O decreto foi publicado em 17 de setembro, apenas 17 dias antes do primeiro turno, marcado para 4 de outubro. A proximidade gerou críticas de adversários do presidente Luiz Inácio Lula da Silva, que apontaram possível uso político do benefício.
A Advocacia-Geral da União (AGU) pediu ao STF que reconhecesse a validade do reajuste. Segundo o governo, a medida apenas recompõe a inflação acumulada entre março de 2023 e agosto de 2026, sem criar um novo programa, mudar as regras de acesso ou aumentar o número de beneficiários.

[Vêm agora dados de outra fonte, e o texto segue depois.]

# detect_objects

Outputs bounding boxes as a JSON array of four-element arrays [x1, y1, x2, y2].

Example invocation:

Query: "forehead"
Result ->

Com a atualização, o valor mínimo pago por família passará de R$ 600 para R$ 691. O benefício médio estimado também subirá de R$ 675 para R$ 777. Os valores foram definidos pelo Decreto nº 13.120.
Os pagamentos reajustados começarão na folha de outubro e estarão disponíveis a partir de 19 de outubro. A data fica entre o primeiro turno e o eventual segundo turno das eleições, previsto para 25 de outubro.
Gilmar Mendes afirmou que a correção monetária de um programa já existente não se enquadra na proibição eleitoral de distribuir novos benefícios. A decisão foi individual e não passou pelo plenário do STF.